Poaching has increased tenfold, especially in Africa where twelve park rangers were killed at Virunga National Park in the Democratic Republic of Congo.
The rangers were accompanying a driver and four civilians for protection, but all were killed by sixty militiamen.
According to BBC News, Virunga is a UNESCO World Heritage site for endangered mountain gorillas which had to shut down because of the pandemic.
As gorillas share 98% of human DNA, they are at risk of the virus the same as us. Closing the park has drastically reduced its funding.
Thankfully, some of the mega-rich of Hollywood have been stepping up to the plate to help the animals who cannot help themselves.
Leonardo DiCaprio, who starred in James Cameron’s Titanic, The Wolf of Wall Street, and Romeo and Juliet, as well as other top films, has co-founded a group called Earth Alliance that will help support the park, and he donated part of the two million dollar startup costs.
The European Commission, Global Wildlife Conservation, and Emerson Collective have also contributed funds.
Leonardo DiCaprio has been involved in environmental issues for many years. In 2016, he hosted Before the Flood, a documentary with top scientists to promote awareness of climate change. Since the pandemic, he has founded America’s Food Fund in order to fight hunger in the United States.
As of May 18, 2020, the charity has raised twenty-six million dollars. In 2013, Leonardo DiCaprio was one of the executive producers on the documentary Virunga which was released the following year and nominated for an Oscar award.
In a statement released by BBC News, he commented, “I had the great honor of meeting and supporting Virunga’s courageous team in their fight against illegal oil drilling in 2013.
Virunga urgently needs funds to protect the endangered mountain gorilla population, to provide support to the rangers and the families of rangers who have fallen in the line of duty, and to help deliver essential disease prevention efforts.”

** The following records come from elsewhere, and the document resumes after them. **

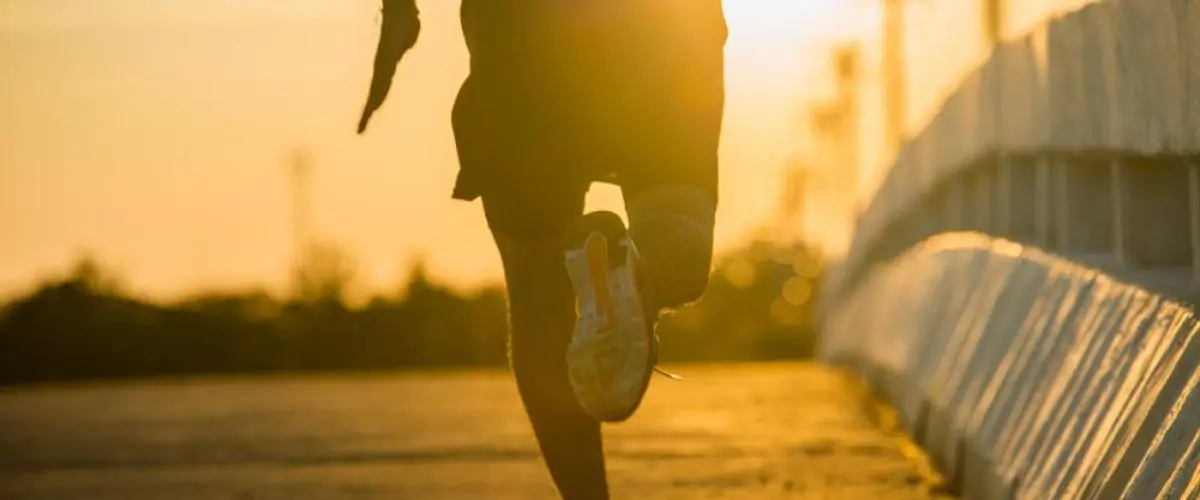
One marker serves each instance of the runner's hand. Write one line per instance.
(401, 26)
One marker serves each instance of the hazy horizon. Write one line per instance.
(155, 136)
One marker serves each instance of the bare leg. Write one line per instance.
(541, 311)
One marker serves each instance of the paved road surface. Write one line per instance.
(735, 432)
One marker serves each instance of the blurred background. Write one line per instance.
(181, 191)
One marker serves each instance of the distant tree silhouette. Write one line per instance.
(85, 326)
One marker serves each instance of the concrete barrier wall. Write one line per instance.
(1081, 137)
(1026, 375)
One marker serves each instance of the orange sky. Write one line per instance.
(154, 134)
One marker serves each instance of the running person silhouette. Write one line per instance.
(563, 94)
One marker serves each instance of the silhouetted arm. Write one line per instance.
(401, 26)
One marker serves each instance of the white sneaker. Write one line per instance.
(613, 350)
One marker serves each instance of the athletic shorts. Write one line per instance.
(635, 102)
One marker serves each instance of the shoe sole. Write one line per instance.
(600, 234)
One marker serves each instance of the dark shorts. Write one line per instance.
(643, 110)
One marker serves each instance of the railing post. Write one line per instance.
(1121, 217)
(1044, 210)
(1194, 209)
(1085, 205)
(1152, 211)
(1005, 226)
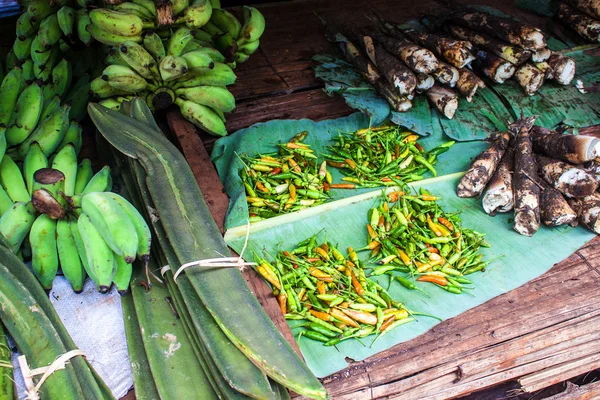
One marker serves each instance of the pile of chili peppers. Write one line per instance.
(382, 156)
(414, 235)
(331, 294)
(284, 182)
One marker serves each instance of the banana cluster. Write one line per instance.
(57, 213)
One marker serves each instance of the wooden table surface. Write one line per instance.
(544, 332)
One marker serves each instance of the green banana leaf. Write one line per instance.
(518, 259)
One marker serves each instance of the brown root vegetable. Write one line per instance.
(506, 29)
(468, 83)
(508, 52)
(494, 67)
(455, 52)
(526, 191)
(446, 74)
(498, 196)
(575, 149)
(590, 7)
(588, 211)
(394, 70)
(424, 82)
(586, 27)
(444, 99)
(417, 58)
(483, 167)
(570, 180)
(530, 78)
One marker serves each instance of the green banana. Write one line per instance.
(254, 25)
(44, 257)
(139, 60)
(26, 114)
(15, 224)
(49, 134)
(203, 117)
(83, 21)
(226, 21)
(124, 78)
(198, 61)
(141, 227)
(113, 224)
(100, 258)
(84, 175)
(66, 162)
(220, 75)
(34, 161)
(122, 275)
(70, 262)
(73, 136)
(218, 98)
(116, 22)
(12, 180)
(22, 47)
(101, 182)
(66, 20)
(109, 38)
(173, 68)
(196, 15)
(49, 32)
(9, 93)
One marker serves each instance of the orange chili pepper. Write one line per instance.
(438, 280)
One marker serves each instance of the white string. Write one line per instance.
(28, 374)
(218, 262)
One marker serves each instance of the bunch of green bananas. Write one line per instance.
(72, 220)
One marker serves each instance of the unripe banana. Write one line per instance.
(172, 68)
(62, 74)
(12, 180)
(66, 162)
(226, 21)
(153, 44)
(26, 115)
(196, 15)
(141, 227)
(203, 117)
(101, 182)
(220, 75)
(44, 257)
(177, 42)
(84, 175)
(22, 47)
(9, 93)
(218, 98)
(15, 224)
(139, 60)
(70, 262)
(83, 21)
(66, 20)
(110, 38)
(198, 61)
(73, 136)
(122, 275)
(49, 32)
(113, 224)
(34, 161)
(100, 258)
(254, 25)
(49, 133)
(124, 78)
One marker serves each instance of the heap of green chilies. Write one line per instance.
(382, 156)
(284, 182)
(416, 236)
(330, 293)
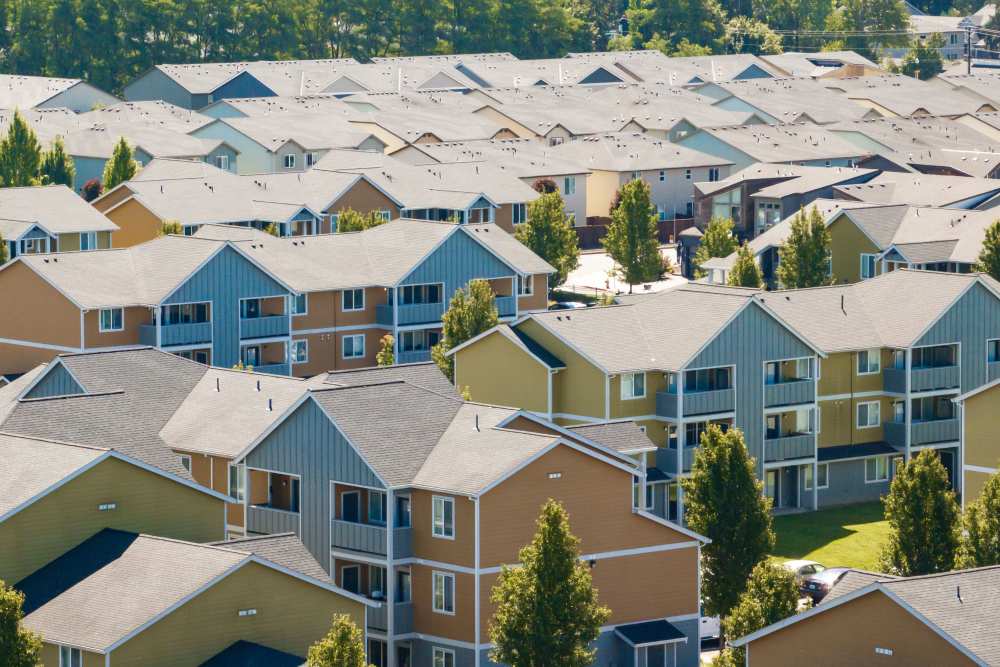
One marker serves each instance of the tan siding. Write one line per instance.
(146, 502)
(849, 635)
(291, 615)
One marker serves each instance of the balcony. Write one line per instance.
(269, 326)
(271, 521)
(402, 617)
(789, 447)
(370, 538)
(790, 392)
(176, 334)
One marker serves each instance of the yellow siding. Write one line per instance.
(291, 615)
(147, 503)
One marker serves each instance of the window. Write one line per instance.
(70, 657)
(633, 386)
(353, 299)
(868, 362)
(443, 519)
(876, 469)
(443, 657)
(867, 265)
(354, 346)
(868, 414)
(444, 593)
(300, 351)
(112, 319)
(525, 285)
(236, 481)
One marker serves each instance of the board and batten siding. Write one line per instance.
(751, 339)
(224, 280)
(308, 444)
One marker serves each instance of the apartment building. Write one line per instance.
(229, 295)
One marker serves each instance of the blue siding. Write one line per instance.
(973, 320)
(749, 341)
(308, 444)
(57, 381)
(457, 261)
(224, 280)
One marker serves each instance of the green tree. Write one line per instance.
(549, 233)
(745, 272)
(343, 645)
(725, 502)
(989, 256)
(20, 154)
(717, 241)
(981, 523)
(57, 167)
(804, 257)
(470, 312)
(772, 595)
(386, 355)
(923, 518)
(121, 167)
(547, 612)
(18, 647)
(632, 238)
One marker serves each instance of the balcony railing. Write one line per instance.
(790, 392)
(786, 448)
(269, 326)
(176, 334)
(370, 538)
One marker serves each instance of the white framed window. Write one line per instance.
(70, 657)
(353, 346)
(876, 469)
(869, 362)
(352, 300)
(868, 264)
(112, 319)
(868, 414)
(443, 517)
(443, 657)
(300, 351)
(444, 592)
(633, 386)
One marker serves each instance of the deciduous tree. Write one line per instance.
(547, 611)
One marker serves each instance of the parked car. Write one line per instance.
(818, 585)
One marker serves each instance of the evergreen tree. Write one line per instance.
(547, 612)
(121, 167)
(804, 257)
(923, 519)
(343, 645)
(18, 647)
(632, 238)
(549, 233)
(386, 355)
(725, 502)
(981, 534)
(57, 167)
(745, 271)
(717, 241)
(989, 256)
(772, 595)
(20, 154)
(470, 312)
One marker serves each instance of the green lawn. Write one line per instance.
(848, 536)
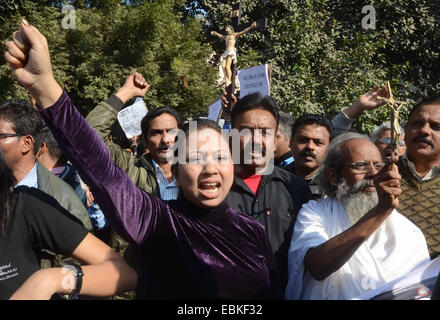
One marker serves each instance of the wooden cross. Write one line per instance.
(238, 27)
(394, 107)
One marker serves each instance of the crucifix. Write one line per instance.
(394, 107)
(229, 57)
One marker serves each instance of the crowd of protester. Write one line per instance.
(319, 211)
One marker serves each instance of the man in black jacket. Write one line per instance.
(269, 194)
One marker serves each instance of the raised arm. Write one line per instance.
(104, 115)
(105, 275)
(368, 101)
(214, 33)
(131, 212)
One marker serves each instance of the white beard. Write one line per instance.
(355, 202)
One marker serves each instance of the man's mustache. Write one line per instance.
(423, 139)
(255, 148)
(163, 147)
(362, 185)
(308, 153)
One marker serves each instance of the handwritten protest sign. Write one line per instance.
(214, 110)
(130, 118)
(253, 80)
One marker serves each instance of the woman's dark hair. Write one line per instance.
(310, 118)
(7, 182)
(154, 113)
(252, 102)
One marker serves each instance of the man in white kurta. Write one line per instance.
(390, 249)
(395, 251)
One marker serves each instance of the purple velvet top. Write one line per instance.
(184, 252)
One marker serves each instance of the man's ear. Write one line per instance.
(27, 144)
(332, 176)
(41, 150)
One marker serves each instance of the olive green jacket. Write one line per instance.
(64, 194)
(138, 168)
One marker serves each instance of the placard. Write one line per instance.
(130, 118)
(255, 79)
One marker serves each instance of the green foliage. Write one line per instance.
(113, 39)
(322, 58)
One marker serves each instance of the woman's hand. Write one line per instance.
(29, 58)
(39, 286)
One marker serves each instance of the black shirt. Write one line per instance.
(279, 197)
(37, 222)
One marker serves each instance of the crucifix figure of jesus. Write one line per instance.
(394, 107)
(230, 55)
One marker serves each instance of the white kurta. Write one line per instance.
(397, 250)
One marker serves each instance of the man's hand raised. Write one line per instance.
(134, 86)
(29, 58)
(387, 183)
(370, 101)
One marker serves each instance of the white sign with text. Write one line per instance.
(255, 79)
(130, 118)
(214, 110)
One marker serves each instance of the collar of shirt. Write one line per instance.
(168, 190)
(434, 172)
(31, 179)
(284, 160)
(58, 170)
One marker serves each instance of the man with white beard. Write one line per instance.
(354, 240)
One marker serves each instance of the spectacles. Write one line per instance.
(364, 166)
(9, 135)
(388, 141)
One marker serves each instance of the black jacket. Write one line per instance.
(279, 197)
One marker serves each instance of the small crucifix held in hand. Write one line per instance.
(228, 59)
(394, 107)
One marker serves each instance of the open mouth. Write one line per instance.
(209, 189)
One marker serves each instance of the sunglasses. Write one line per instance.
(9, 135)
(388, 141)
(363, 166)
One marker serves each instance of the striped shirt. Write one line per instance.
(168, 190)
(31, 179)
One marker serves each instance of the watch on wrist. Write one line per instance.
(78, 275)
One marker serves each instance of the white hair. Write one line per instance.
(381, 128)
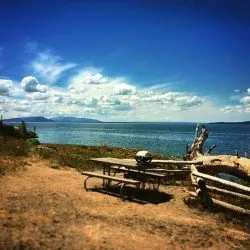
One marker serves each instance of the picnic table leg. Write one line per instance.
(104, 172)
(109, 171)
(144, 179)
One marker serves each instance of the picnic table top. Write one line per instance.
(132, 163)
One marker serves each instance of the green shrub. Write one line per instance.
(34, 142)
(14, 147)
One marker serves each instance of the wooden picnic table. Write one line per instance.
(108, 162)
(139, 172)
(132, 165)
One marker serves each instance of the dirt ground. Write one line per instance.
(46, 208)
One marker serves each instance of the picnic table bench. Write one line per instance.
(135, 173)
(124, 181)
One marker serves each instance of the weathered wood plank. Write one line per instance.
(123, 169)
(219, 180)
(225, 205)
(133, 164)
(107, 177)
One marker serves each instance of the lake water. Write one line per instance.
(169, 138)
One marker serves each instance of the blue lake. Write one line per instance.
(169, 138)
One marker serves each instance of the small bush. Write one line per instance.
(34, 142)
(14, 147)
(11, 164)
(46, 152)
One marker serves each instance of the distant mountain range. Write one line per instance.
(74, 119)
(54, 119)
(245, 122)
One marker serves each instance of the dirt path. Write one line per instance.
(49, 209)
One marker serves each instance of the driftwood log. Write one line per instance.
(213, 164)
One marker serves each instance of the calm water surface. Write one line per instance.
(156, 137)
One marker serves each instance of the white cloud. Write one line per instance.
(5, 87)
(174, 100)
(245, 100)
(30, 84)
(235, 108)
(50, 67)
(124, 89)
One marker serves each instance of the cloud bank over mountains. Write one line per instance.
(89, 92)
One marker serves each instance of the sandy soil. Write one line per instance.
(48, 208)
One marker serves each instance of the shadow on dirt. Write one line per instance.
(137, 195)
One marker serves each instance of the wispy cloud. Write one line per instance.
(242, 105)
(50, 67)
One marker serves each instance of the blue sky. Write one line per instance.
(126, 60)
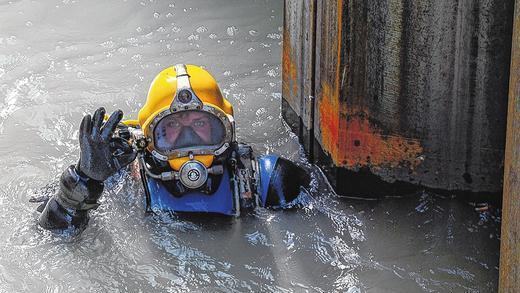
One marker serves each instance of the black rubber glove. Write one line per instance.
(102, 154)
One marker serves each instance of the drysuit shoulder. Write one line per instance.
(280, 181)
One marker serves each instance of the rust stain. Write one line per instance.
(509, 278)
(347, 134)
(329, 120)
(289, 85)
(363, 144)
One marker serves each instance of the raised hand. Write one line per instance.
(102, 154)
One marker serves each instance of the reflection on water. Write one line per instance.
(61, 59)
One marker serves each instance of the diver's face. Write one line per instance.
(199, 122)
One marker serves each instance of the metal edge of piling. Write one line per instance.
(509, 279)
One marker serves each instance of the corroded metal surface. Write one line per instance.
(509, 280)
(414, 91)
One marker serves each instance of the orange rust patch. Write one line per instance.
(289, 72)
(363, 144)
(329, 120)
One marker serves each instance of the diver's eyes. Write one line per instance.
(173, 124)
(199, 123)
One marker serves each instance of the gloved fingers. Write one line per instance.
(85, 127)
(97, 121)
(111, 125)
(122, 151)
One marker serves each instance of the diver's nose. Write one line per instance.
(187, 137)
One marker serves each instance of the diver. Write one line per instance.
(188, 157)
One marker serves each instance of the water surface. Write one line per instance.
(62, 59)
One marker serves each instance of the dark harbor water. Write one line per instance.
(62, 59)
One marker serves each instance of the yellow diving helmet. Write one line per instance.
(186, 118)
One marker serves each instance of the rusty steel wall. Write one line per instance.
(509, 280)
(409, 91)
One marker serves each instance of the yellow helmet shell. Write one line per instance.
(162, 92)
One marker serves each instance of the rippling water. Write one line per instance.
(62, 59)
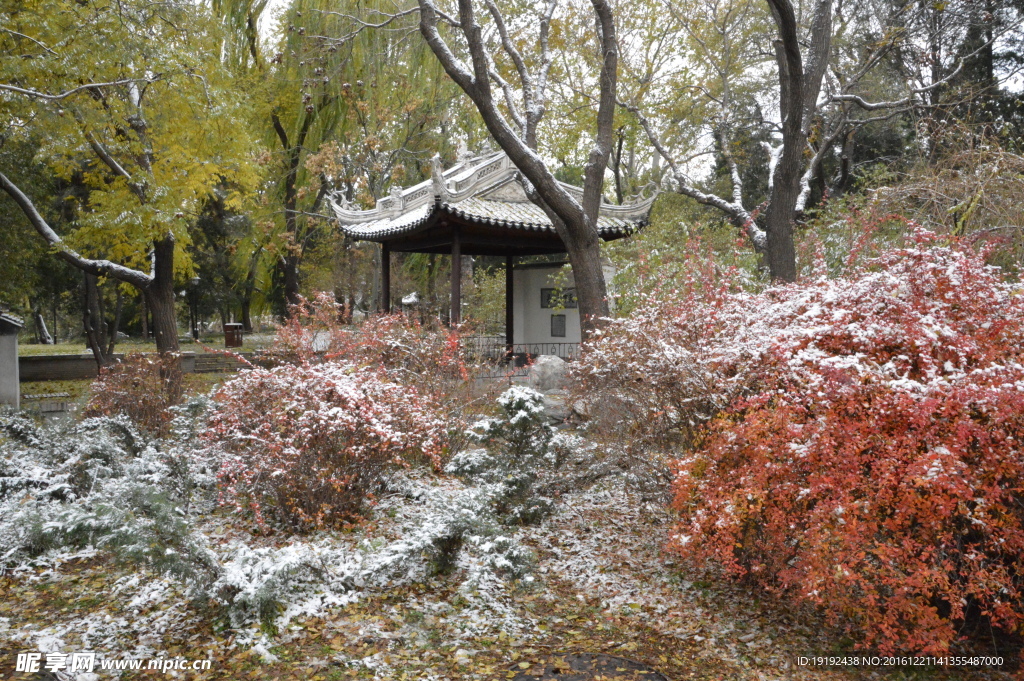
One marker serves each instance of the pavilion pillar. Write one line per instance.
(509, 318)
(385, 305)
(456, 278)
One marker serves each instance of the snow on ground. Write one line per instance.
(601, 581)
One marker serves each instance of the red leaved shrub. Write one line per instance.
(305, 445)
(141, 387)
(414, 353)
(869, 459)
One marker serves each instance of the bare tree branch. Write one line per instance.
(88, 86)
(96, 267)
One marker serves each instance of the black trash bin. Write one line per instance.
(232, 335)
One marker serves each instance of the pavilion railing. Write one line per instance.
(497, 358)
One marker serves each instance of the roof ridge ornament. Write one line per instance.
(437, 179)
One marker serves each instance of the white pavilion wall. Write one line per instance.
(531, 323)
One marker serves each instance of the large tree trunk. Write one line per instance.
(160, 297)
(592, 294)
(94, 322)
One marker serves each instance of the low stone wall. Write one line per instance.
(75, 367)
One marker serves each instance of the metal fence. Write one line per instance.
(498, 359)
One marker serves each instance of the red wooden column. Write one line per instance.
(385, 279)
(456, 278)
(509, 320)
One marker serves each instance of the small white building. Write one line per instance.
(479, 207)
(10, 389)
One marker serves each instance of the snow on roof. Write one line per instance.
(10, 324)
(484, 190)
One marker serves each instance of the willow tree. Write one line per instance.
(151, 134)
(348, 115)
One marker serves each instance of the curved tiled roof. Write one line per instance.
(484, 192)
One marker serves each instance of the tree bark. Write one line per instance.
(576, 221)
(160, 296)
(112, 334)
(145, 317)
(158, 287)
(93, 322)
(798, 94)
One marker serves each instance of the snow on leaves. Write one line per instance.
(858, 438)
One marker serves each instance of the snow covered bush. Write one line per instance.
(653, 379)
(429, 357)
(518, 452)
(98, 483)
(306, 445)
(862, 439)
(140, 387)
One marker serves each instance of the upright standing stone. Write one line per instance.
(10, 390)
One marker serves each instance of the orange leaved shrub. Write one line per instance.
(869, 457)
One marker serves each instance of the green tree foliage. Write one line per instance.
(148, 131)
(341, 112)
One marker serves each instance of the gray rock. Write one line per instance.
(548, 373)
(555, 408)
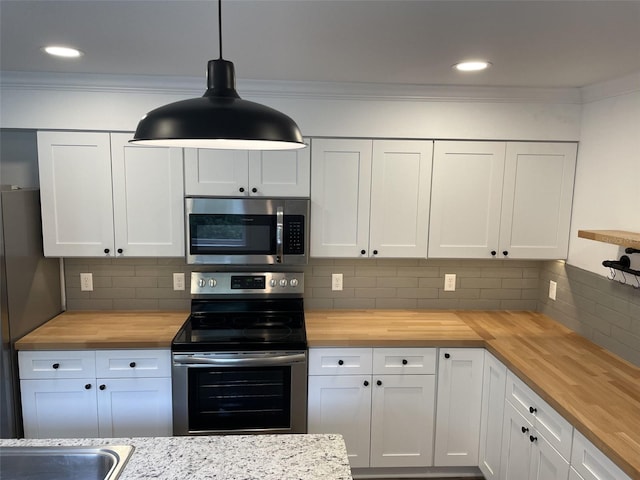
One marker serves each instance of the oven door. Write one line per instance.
(252, 392)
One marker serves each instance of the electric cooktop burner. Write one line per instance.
(234, 318)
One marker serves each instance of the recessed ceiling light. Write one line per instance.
(472, 66)
(59, 51)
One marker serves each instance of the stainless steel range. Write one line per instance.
(240, 359)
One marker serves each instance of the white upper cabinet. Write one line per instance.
(101, 196)
(370, 198)
(466, 198)
(75, 193)
(537, 199)
(148, 205)
(238, 173)
(400, 196)
(340, 196)
(503, 200)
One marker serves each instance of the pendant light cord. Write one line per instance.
(220, 27)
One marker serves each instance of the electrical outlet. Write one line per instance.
(336, 281)
(553, 286)
(178, 281)
(86, 282)
(449, 282)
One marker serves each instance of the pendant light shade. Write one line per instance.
(219, 119)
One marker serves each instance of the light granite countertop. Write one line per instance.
(230, 457)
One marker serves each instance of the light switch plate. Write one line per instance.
(86, 282)
(178, 281)
(449, 282)
(336, 281)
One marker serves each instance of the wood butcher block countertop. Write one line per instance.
(596, 391)
(105, 329)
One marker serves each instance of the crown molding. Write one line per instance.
(191, 87)
(612, 88)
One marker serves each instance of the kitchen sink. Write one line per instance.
(104, 462)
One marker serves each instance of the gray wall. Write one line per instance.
(603, 310)
(489, 285)
(19, 158)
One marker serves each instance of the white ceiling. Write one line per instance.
(551, 43)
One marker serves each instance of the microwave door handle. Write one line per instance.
(279, 234)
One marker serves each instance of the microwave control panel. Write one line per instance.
(293, 242)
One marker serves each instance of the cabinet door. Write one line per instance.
(546, 462)
(400, 196)
(216, 172)
(75, 191)
(458, 406)
(516, 446)
(280, 173)
(342, 404)
(590, 463)
(573, 475)
(466, 199)
(549, 423)
(64, 408)
(148, 199)
(134, 407)
(493, 388)
(340, 196)
(537, 198)
(402, 420)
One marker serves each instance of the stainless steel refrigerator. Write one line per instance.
(30, 292)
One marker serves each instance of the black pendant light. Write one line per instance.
(220, 118)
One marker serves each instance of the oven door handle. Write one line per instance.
(233, 362)
(279, 234)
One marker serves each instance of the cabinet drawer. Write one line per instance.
(56, 364)
(340, 361)
(407, 361)
(591, 463)
(133, 363)
(549, 423)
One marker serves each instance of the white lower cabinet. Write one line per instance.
(86, 393)
(458, 406)
(342, 404)
(526, 454)
(385, 414)
(60, 408)
(494, 383)
(589, 463)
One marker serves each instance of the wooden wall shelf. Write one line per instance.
(615, 237)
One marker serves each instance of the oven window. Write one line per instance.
(223, 234)
(239, 398)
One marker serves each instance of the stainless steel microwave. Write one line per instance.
(247, 231)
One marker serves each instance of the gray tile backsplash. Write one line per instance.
(146, 284)
(603, 310)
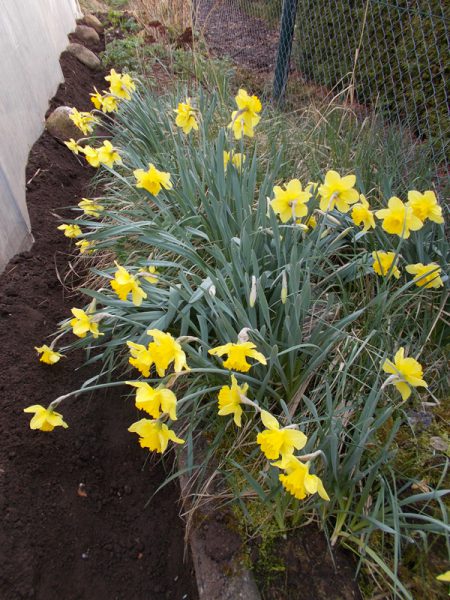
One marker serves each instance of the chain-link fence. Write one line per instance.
(388, 55)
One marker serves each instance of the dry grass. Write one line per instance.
(174, 14)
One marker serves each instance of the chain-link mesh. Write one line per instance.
(387, 55)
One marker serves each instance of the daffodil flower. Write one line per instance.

In July of 2019, Leonardo DiCaprio and Earth Alliance committed five million dollars to the protection of the Amazon rainforest as burning escalated from ranchers clearing land for cattle.
Its website describes Virunga National Park, Africa’s oldest national park. It covers three thousand square miles of the Congo from the Rwenzori “Mountains of the Moon” in the north traveling south to the Virunga Massif, but it is located in an area that has been plagued by war for over twenty years.
The southern part includes the dormant volcano, Mikeno, and Lake Edward is located in the central area. There are usually seven hundred rangers on staff who daily risk their lives to protect the park and its inhabitants.
The park hosts twenty-two species of endangered gorillas and chimpanzees and has two hundred and eighteen species of mammals including lions, hippos, and two different species of elephants. Seven hundred and six bird species call the park home as well as one hundred and nine reptile species and seventy-eight amphibian species.
When the park was established in 1925 it was called Parc Albert and consisted of just three mountains but since then has gradually expanded to its present size.
Nine years after the Congo gained independence from Belgium in 1960, the park was renamed Virunga National Park. In 1979, it was designated a UNESCO World Heritage Site, and in 2008, the Congolese National Park Authority and the Virunga Foundation formed a partnership to manage the property.